If P != NP, then BPP in P

We really really want to prove:

\begin{equation} \text{BPP} \subseteq \text{P} \end{equation}

which will give \text{P} = \text{BPP}.
How about we replace the truly random bits on the random tape r \in \left\{0,1\right\}^{\text{poly}\left(|x|\right)} with “pseudo-randomness” bits and prove that M can’t tell the difference.
Namely, a thing that is “pseudo-random” is easier to brute force over. So, we ideally can brute force over \text{poly}\left(n\right) many outcomes instead of 2^{\text{poly}\left(n\right)} in the case of true randomness.
We see that if we believe P \neq NP, then we can execute this plan above.

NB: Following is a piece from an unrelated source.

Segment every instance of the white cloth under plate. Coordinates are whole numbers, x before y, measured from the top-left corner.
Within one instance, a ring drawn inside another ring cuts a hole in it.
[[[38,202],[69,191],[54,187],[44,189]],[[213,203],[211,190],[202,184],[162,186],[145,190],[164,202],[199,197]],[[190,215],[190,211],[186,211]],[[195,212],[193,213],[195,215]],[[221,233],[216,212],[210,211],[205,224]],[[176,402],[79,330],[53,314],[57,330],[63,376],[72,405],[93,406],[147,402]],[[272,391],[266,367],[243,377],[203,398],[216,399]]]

In particular, since M is just a normal Turing Machine \in P, if P \neq NP, then we think there’s surely there’s a way to fool M by taking up the gap.
Assume a pseudorandom generator (which takes a small input, because that’s nicely brute forcable):

\begin{equation} G : \left\{0,1\right\}^{\log n} \to \left\{0,1\right\}^{n} \end{equation}

Naively doing this is certainty doesn’t result in a uniform output distribution; because G is wildly not surjective — there are 2^{\log n} = n possible input values, and 2^{n} possible outputs.
We want M to not be able to tell the difference, in particular meaning we want G to be scrambly enough o that M can’t tell the diffidence between these two pictures.
We can’t technically do this but we need to construct G mapping G: \left\{0,1\right\}^{\log n} \to \left\{0,1\right\}^{n} with…
G is computer poly \left(n\right) (in particular n^{3} time—i.e. more time than the underlying turing machine) for all randomized n^{2} time, turing machine, \forall x \in \left\{01\right\}^{*}, we desire: \begin{equation} Pr_{r \sim \left{0,1\right}^{n}}, \left[M \left(x,r\right), \text{accept}\right] = Pr\left[M\left(x, G\left(s\right)\right))\right] \pm 0.1 \end{equation}
i.e. it’s “fooled” by G
insight: randomness derives from the inability for M to compute harder than n^{2}. “Randomness is in the eye of the beholder.”